Campus News

Published by Communications and Public Affairs (519) 824-4120, Ext. 56982 or 53338

News Release

June 04, 2002

'Healthy Sexuality' theme of annual sex conference

The 24th annual Conference on Human Sexuality runs June 17 to 19 at the University of Guelph. This year’s theme is “Healthy Sexuality: Expanding Knowledge, Broadening Perspectives.”

Talks and workshops will explore topics such as using literature to promote sexual health, sexual bartering by young women and homophobia in schoolyard bullying. The event will bring together more than 500 educators, nurses, physicians, therapists, social workers, clergy, students and other health professionals.

The main conference runs June 17 to 19 and includes more than 50 workshops and sessions. The conference is open only to registrants and the media. Media passes may be arranged in advance. A media registration desk will be set up on the ground floor of the Thornbrough Building.

Program highlights:

Monday, June 17, 8 p.m.

• “Beyond Healthy Sexuality: Embracing Desire.” Keynote address will connect desire to the quest for ultimate well-being and will focus on desire as a human quality and as the fundamental dimension of human life.

Tuesday, June 18

Morning concurrent sessions, 11 a.m. to 12:30 p.m.
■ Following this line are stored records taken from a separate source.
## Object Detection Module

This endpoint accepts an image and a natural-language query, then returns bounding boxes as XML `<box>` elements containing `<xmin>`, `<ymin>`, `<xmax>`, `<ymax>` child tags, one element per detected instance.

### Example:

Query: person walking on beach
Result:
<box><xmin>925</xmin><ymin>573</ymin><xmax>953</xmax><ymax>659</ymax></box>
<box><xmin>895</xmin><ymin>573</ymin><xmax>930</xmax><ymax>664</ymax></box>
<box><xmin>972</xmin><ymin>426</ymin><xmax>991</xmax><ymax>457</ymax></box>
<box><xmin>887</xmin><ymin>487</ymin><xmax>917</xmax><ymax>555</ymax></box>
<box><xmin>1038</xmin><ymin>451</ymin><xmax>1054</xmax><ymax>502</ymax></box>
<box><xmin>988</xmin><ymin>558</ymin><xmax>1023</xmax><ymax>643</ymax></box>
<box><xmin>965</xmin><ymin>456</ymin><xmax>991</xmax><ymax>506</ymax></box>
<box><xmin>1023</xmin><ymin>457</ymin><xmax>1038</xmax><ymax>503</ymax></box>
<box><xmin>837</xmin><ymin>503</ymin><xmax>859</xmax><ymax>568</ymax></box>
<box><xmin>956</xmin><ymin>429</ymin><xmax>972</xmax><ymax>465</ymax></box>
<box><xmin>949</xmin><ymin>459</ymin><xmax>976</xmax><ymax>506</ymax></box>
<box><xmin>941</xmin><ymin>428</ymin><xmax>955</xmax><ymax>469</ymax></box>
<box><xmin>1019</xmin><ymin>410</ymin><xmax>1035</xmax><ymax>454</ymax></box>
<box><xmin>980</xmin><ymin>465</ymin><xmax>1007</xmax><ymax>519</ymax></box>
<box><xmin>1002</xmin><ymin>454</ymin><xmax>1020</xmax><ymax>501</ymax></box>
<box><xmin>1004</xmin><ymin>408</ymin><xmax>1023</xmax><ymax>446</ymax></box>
• “Pheromones in Human Sexuality.” An introduction to the use of male and female pheromones for sexual attraction, and in treating menstrual disorders, anxiety and sexual dysfunction.
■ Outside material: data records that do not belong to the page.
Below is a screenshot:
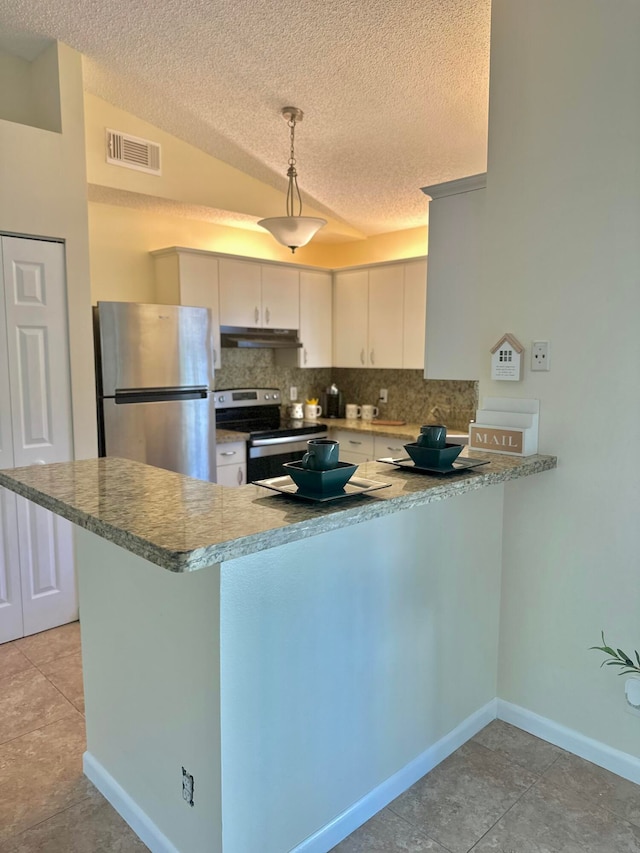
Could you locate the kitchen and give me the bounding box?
[0,3,638,848]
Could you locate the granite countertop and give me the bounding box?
[317,418,469,441]
[0,448,556,572]
[216,429,249,444]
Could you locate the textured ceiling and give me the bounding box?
[0,0,490,234]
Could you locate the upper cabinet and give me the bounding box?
[219,258,300,329]
[423,174,487,379]
[152,248,220,368]
[333,258,427,369]
[276,270,333,367]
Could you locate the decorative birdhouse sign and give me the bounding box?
[491,332,524,382]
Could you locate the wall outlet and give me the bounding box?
[182,767,193,806]
[531,341,551,370]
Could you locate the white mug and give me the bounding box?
[362,406,378,421]
[304,403,322,421]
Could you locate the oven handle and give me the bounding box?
[249,430,329,447]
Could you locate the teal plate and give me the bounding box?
[376,456,489,474]
[253,477,391,503]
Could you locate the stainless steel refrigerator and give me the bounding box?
[94,302,216,482]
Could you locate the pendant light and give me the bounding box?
[258,107,327,252]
• “Perspectives on Bisexuality and the Fluidity of Sexual Orientation.” Through sharing their stories, the panellists will explain identity formation, how bisexuality differs for men and women and how attraction affects relationships, including open marriages.

Afternoon concurrent sessions, 2 to 5 p.m.
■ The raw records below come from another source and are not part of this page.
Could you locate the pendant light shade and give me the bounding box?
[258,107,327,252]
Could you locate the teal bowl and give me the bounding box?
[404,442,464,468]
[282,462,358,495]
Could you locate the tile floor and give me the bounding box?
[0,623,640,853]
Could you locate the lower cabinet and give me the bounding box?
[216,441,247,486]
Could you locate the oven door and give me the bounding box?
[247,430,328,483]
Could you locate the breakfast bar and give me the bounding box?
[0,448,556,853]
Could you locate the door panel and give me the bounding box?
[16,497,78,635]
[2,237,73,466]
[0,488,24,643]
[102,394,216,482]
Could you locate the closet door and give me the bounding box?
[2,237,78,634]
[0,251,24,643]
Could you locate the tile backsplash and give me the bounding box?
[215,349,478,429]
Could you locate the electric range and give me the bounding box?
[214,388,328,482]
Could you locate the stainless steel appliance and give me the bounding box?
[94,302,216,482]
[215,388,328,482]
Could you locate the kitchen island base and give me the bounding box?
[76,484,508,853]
• “Tantra: Pleasures of Body, Mind and Spirit.” An introduction to the principles and practices of Tantra, the extended form of love making that focuses on a connection that goes beyond body, to mind, heart and soul.

• “Young Men: Exploring their Needs, Increasing our Effectiveness as Sexuality Educators.” A workshop that examines biological and cultural factors that impact on boys’ sexual development.

• “TEEN TALK Talks: A Youth-Oriented Approach to Holistic Sexuality Education.” TEEN TALK, a Manitoba-based group will share their methods of providing youth with accurate, non-judgmental information from a feminist, gay-positive, pro-choice perspective.

Wednesday, June 19

Plenary Address, 9 a.m.

• “The Novel Way to Promote Sexual Health.” A presentation of novels and stories that can be used to show young people how others have grappled with sexuality issues similar to their own.

Morning concurrent sessions, 11 a.m. to 12:30 p.m.

• “A Giant Step: Promoting Healthy Sexuality for Youth by Supporting the Role of Parents as Sex Educators for their Children.” A session that challenges sexuality counsellors, educators and specialists to enlist parents as allies and collaborators in their children’s sex education.

• “‘I’ll Scratch Your Back, You Scratch Mine’...A Look at Sexual Bartering Among Young Women.” An examination of the ways young women provide sexual favours to their partners in exchange for gifts without enjoyment or love.

Afternoon concurrent sessions, 1:30 to 4:30 p.m.

• “Talking About Sexual Health is a Healthy Thing to Do.” Strategies for educators, counsellors and health professionals to help their clients open up to communicate sexual questions and concerns.

• “What We Don’t Tell Girls II: More Plumbing and Pleasure.” An interactive workshop that explores how to teach girls about sexual pleasure and the body’s functions and capabilities.

• “Homophobia in Schoolyard Bullying: A Theoretical and Exploratory Analysis.” A look at why homophobic bullying has received little attention in anti-bullying programs, even though it is one of the most common forms of bullying.

• “An Insider’s View of the Exotic Dance Business.” Two former exotic dancers will explain why the need for support and services to exotic dancers has never been greater and will provide recommendations for change.

• “Re-thinking Straight Men’s Sexuality.” An interactive workshop that explores some of the cultural, social and political ideas that may constrain straight men’s sexual repertoire.